Плотью и кровью Спасителя насытиться можно, бормотал, возвращаясь со мной неизвестно куда, мы бесцельно, как мне казалось, петляли синими улицами, ища иллюзорную пристань, пригрезившийся, лишь бы домой не идти, причал, не находили, промахивались, — и пасхою сырной, и поминальной кутьей, а переменами — нет. А ты вон где, родимый, спрятался аки тать, блеснула негасимая полоска шалмана, лимонная световая игла ночных согрешений в норе, спутник мой постучался условным, ставень защитный со скрипом сложился крылом архаичного воздухоплава из комиксов. Грязный столик, нас поджидающий, растерзанная кабацкая пьянь в дыму по углам, чурек с бруском брынзы, соленый, толсто порубленный огурец, каждому здесь подносимые с кольцами лука в зернышках тертого барбариса, мне чаю, прошу я хозяина, ну а я отопью, смеется Портнов.

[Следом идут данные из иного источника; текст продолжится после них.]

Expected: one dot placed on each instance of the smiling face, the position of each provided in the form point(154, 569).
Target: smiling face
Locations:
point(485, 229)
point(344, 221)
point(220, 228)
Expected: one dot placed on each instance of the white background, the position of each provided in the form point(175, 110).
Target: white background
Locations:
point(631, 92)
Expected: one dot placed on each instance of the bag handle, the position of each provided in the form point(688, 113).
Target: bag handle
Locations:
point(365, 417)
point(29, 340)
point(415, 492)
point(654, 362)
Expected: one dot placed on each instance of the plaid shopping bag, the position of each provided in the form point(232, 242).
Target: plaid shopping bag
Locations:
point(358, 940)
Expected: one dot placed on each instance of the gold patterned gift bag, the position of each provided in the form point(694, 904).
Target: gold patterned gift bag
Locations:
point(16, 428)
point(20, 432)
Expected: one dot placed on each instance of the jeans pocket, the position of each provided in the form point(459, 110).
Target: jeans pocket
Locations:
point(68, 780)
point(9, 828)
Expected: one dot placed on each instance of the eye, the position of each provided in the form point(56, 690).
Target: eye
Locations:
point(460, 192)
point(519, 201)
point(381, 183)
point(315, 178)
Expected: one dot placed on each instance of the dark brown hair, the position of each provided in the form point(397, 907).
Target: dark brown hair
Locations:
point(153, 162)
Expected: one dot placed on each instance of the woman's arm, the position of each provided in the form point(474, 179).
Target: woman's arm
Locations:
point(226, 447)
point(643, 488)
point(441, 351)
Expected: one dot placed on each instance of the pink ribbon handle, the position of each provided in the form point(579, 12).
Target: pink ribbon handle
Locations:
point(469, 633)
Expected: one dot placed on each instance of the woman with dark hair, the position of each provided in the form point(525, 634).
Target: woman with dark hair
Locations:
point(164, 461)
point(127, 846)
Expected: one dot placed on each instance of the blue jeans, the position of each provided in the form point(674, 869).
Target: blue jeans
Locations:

Ошибается фронда, перемены нам ни к чему. Только-только без казней на пепелище, и хрустом костей своих иллюстрировать чей-то незрелый эскиз, испятнанный пошленьким честолюбием, — извините, пожалуйста, не хочу, да откуда и взяться им, переменам, в нашей то мерзлоте, то субтропиках. Все должно быть незыблемо, вечно, как в церкви, тогда поживем еще в расщелинах валунов — ты книжку выроешь из-под земли, я своего не упущу.

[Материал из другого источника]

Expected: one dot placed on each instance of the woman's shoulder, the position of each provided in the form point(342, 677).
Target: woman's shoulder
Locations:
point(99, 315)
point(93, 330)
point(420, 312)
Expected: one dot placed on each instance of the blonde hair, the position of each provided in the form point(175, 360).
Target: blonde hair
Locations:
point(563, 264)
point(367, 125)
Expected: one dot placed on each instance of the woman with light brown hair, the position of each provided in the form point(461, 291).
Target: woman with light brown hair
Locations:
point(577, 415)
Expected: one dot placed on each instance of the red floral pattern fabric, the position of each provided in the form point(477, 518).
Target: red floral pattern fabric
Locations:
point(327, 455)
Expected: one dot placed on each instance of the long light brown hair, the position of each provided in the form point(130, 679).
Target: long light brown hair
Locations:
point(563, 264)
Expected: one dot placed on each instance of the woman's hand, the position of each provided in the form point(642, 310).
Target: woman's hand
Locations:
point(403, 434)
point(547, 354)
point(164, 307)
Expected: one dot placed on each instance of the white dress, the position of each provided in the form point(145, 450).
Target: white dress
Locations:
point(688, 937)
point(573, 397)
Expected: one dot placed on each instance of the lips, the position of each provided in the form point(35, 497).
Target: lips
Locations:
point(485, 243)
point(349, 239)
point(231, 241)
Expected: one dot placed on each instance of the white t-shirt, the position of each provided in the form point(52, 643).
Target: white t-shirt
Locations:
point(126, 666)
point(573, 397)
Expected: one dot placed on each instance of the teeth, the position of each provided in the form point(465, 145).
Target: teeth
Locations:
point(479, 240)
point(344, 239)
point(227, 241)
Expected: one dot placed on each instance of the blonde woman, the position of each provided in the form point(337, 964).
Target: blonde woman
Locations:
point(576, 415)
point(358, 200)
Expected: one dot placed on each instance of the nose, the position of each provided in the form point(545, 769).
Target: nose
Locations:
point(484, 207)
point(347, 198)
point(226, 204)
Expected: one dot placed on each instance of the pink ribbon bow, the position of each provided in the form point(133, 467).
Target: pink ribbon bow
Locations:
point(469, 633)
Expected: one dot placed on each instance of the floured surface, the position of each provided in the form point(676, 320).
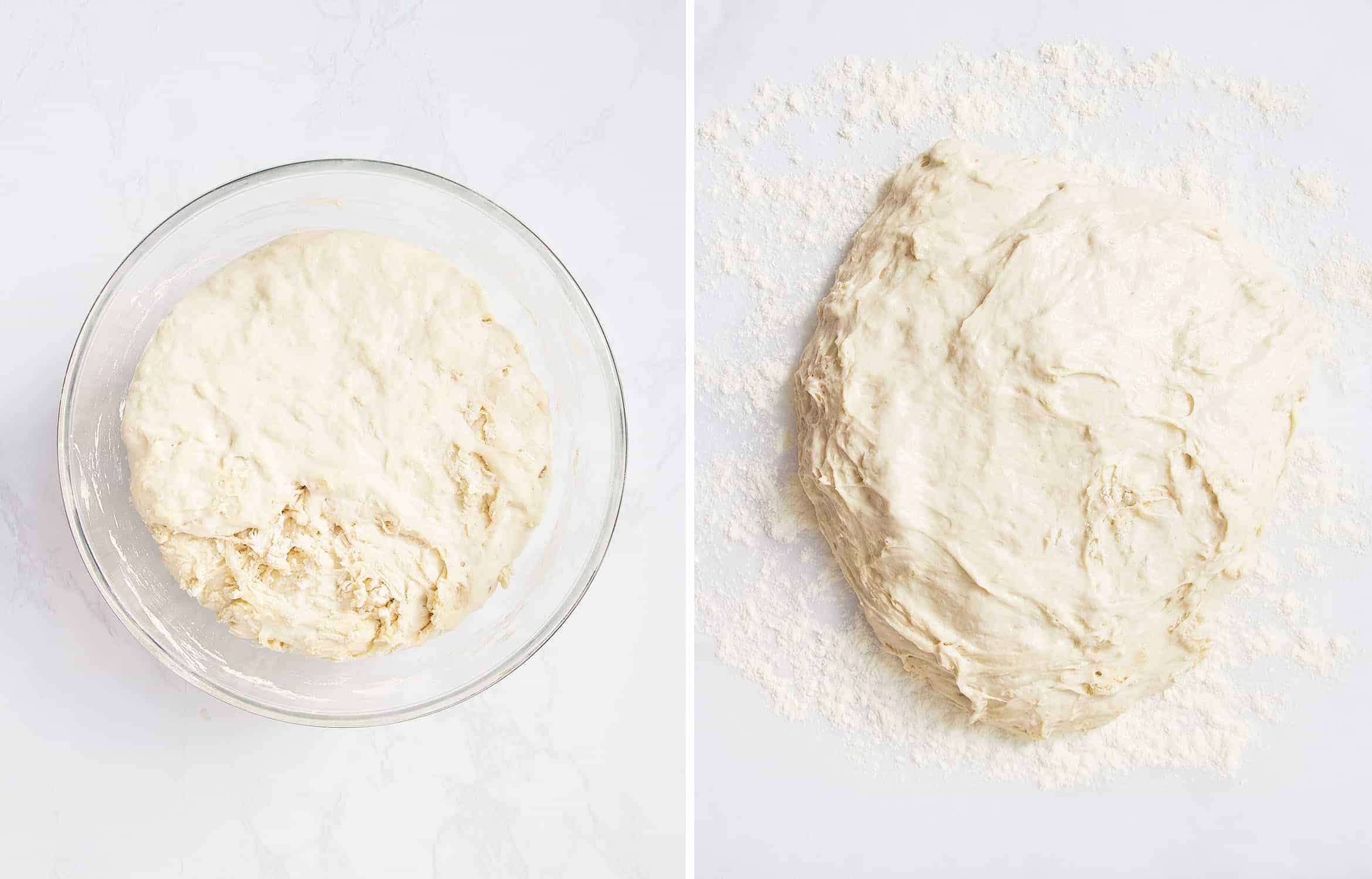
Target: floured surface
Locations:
point(1042, 423)
point(337, 448)
point(785, 180)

Спокойствие нынешнее — собачье, похабное, жандармское снизу доверху соприродно державе, великой ордынской татарщине, великоханьской китайщине, такой и задуманной Провидением, народному Духу, обманщику и лентяю, слесарем и сантехником, блюющим у нас во дворе после смены.
Так что оставь мерехлюндии, мы в широком дыхании родины, в матушкиной незалатанной пасти. Русский порядок с карнаями, рушниками и дастарханами по краям, прободенная алкоголями печень, гарпун и острогу окунули в оцет, глазки песцовые на мушке у корноухого деда в треухе, незлобивого зверя, из той же печени выползшего, требуха и молоки намотаны на рукав, в селедке оттиснута директива, мы в широком дыхании, в дуплистом неспиленном зубе, одигитрия над кадушками и бадьями с засолом, он хмелел, что и требовалось.

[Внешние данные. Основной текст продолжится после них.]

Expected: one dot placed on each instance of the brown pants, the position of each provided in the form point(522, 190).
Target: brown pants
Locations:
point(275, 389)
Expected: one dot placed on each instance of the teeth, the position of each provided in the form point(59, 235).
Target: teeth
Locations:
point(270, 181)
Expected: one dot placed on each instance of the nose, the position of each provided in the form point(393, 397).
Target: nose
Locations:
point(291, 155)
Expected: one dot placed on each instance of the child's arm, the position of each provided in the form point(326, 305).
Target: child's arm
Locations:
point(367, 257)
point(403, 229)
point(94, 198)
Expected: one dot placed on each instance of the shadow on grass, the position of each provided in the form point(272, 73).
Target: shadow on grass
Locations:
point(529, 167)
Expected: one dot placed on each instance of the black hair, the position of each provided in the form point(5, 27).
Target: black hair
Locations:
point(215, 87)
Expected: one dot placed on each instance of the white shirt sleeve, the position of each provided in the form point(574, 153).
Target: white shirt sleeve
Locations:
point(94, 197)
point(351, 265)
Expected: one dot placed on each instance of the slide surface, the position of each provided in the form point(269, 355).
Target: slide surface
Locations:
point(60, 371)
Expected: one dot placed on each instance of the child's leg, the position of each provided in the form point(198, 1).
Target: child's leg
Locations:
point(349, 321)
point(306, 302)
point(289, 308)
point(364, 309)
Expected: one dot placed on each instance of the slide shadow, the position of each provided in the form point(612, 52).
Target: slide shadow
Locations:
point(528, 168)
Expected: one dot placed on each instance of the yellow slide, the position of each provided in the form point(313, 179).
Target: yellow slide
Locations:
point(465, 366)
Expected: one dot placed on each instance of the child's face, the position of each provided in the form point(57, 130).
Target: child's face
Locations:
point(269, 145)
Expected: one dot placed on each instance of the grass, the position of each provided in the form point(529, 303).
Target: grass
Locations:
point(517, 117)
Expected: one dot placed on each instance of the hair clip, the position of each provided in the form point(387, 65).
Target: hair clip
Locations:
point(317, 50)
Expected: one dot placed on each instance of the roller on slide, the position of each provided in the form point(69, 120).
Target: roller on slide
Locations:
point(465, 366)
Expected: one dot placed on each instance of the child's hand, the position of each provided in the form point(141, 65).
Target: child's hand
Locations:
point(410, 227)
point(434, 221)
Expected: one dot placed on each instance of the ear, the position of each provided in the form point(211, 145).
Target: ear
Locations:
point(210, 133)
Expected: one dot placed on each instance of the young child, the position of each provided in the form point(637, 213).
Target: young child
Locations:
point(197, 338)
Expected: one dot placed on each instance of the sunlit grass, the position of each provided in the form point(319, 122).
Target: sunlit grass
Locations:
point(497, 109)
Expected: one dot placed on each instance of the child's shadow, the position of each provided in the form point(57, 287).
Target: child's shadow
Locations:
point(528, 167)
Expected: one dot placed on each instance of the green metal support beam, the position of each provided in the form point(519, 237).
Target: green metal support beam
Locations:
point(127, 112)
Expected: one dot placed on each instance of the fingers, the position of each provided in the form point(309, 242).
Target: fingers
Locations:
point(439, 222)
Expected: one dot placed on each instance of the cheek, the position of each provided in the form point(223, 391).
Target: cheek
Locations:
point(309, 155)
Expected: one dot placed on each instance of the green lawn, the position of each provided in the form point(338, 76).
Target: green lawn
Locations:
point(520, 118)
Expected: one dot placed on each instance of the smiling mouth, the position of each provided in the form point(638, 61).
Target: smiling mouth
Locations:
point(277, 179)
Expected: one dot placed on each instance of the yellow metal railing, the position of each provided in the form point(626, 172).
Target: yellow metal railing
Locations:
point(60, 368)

Пил уже крепко, заметно, но как-то на грани, не впадая в безудержность; вряд ли сдерживался, просто всему свой срок, и разгулу сожженному тоже. Потом эту грань превзошел, набираясь стаканами. Бурдючно вспухал, багровел, теряя рассудок, лез на рожон, задирался. Вымазав пеплом куриную косточку, с идиотическим хохотом выстрелил в собутыльника, корпулентного парня, гордеца и мужчину. Как последняя тварь, на коленях я не допустил избиения, дружок невменяем, пощади, эфенди, в другой раз волок его на себе. Рубли на зелье выдавал кооператив, где на остатках сознания строчил он дипломы милицейским женам и правил биографии исламских мучеников, продаваемые в тоненьких книжках с портретами, мне этот вздор надоел. Уайльдом с угощеньицем, обсужденьем «Эклог» я уколол его мозг. Уязвленный, очнувшись, грустил, что неплохо бы окоротить непотребство (бессильные порывания), продолжить письмо, новых плодов его музы увидеть, однако, не привелось. Добром это кончиться не могло, хоть ясных известий не поступало, а мутные пересуды в испорченном, из третьих уст в седьмые уши передатчике, путаница о незадавшемся разговорчике на гнилых мостках за шашлычной, в самую темень, у самого котлована, я верить отказывался — чересчур наставительно, фабульно-закругленно. Господь, примем эту гипотезу, бывает же иногда криволинеен, уклончив (знак вопроса повис в нерешительности).